Led by scientists at the Technical University of Delft (‘Delphi team’), ca. 30 international companies in the geo-energy sector finance together new options in the field of geophysical imaging. With modern geo-imaging technology it is possible to look into the earth at large depths, making the complex geological structures visible and showing the composition and properties of rocks in great detail.
Advanced geophysical imaging is vital for the exploration and production of the Earth’s resources (hydrocarbons and minerals). Furthermore, it may play a crucial role in reducing the CO2 footprint on our planet by CO2 sequestration in a safe and sustainable manner. On a smaller depth scale, this technology can be utilized for geothermal activities or characterizing the near-surface area for engineering applications like underground construction and installing wind turbines.
The Delphi research is not only important for production, injection and engineering processes. Better understanding of the complex dynamic processes in the Earth – think at earthquakes and volcanic eruptions – is also of significant importance for society as a whole. In particular, geological layering represents an impressive archive that reveals the changing natural environment on planet Earth over millions of years. It is expected that the geo-sciences will play a key role in the research on climate change, revealing the many big changes in the Earth’s climate in the past.
Besides aiming for conducting high-quality research we also strive to optimally bring these results to you. Currently, we give written reports (as PDFS), provide software releases and have twice a year our consortium meetings.Of course, we can always improve. Therefore, click on Delphi Enquête via which you can provide your feedback or suggestions to our program.
With kind regards, Eric Verschuur
The Delphi Consortium, founded in 1982 by professor Guus Berkhout, and currently directed by Dr. Eric Verschuur, provides participating companies insight into the world of the latest technological opportunities in the field of advanced acquisition, closed-loop, full wavefield seismic imaging and high-resolution characterization of the target area. The Delft research group focuses on the major bottlenecks that all companies have in common. Therefore, the research is fundamental and forward-looking (‘strategic fundamental’) and does not aim at solving specific problems of individual companies.

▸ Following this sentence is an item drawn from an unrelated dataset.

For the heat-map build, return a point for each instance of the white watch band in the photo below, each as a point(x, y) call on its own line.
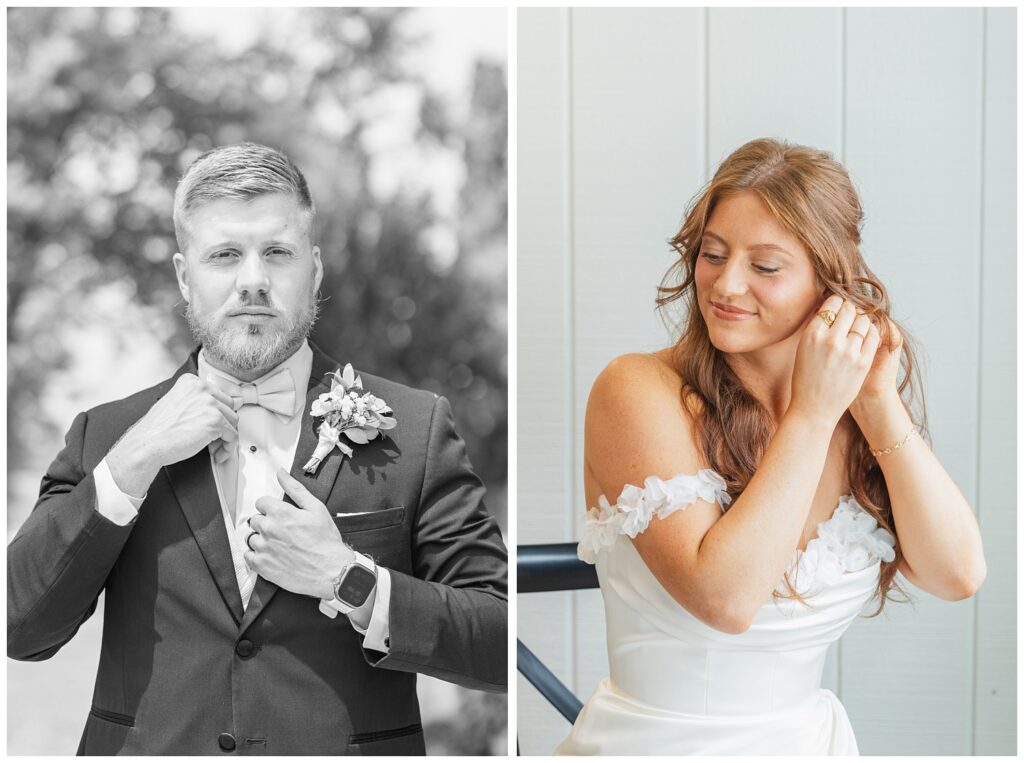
point(332, 606)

The research findings – being distributed in the form of reports, presentations and algorithms – are pre-competitive and are used by all participating companies to update their vision of the future. In addition, the Delphi algorithms function as an enabling ‘technology platform’ for the renewal of their products and services portfolio. Delphi creates options for the future. The participating companies make their own choices about what they do with those options.
A unique property of DELPHI is that scientific results are formulated at different levels of abstraction. This has the advantage that at the DELPHI meetings communication between researchers and sponsors occurs at a conceptual level, containing the essentials only. At lower levels, increasingly more theoretical detail is visible. The lowest level represents the DELPHI software, containing all required detail needed for application at the sponsor’s site.
The research within Delphi is based on maximizing the information from geophysical measurements and optimally making use of prior knowledge in terms of gravity data, EM and geologic information. Within this framework the topics of acquisition, processing, imaging and characterization of geophysical measurements are fully inter-connected, where the resolution requirements in the characterization phase drive the innovations in acquisition, within the given economic constraints. This is according to the Cyclic Innovation Model (CIM), which is the basis of our strategies.
The full wavefield approach ensures that all higher-order scattering in the measurements are considered as part of the total illumination of the subsurface. In this way, all ‘noise’ in the data becomes ‘signal’, multi-scattering problems become opportunities for additional illumination! Furthermore, the strategic use of Artificial Intelligence and Machine Learning technology provides a great support to our physics-based solutions.
In the long run, Delphi aims at extending its research to other application fields such as medical imaging and non-destructive testing. We believe that – despite its difference in scales – the high-resolution challenges and potential innovations are common in these fields. Examples are imaging in the human body in areas with bone (the chest, the brain) and using all high-order scattering in complex constructions.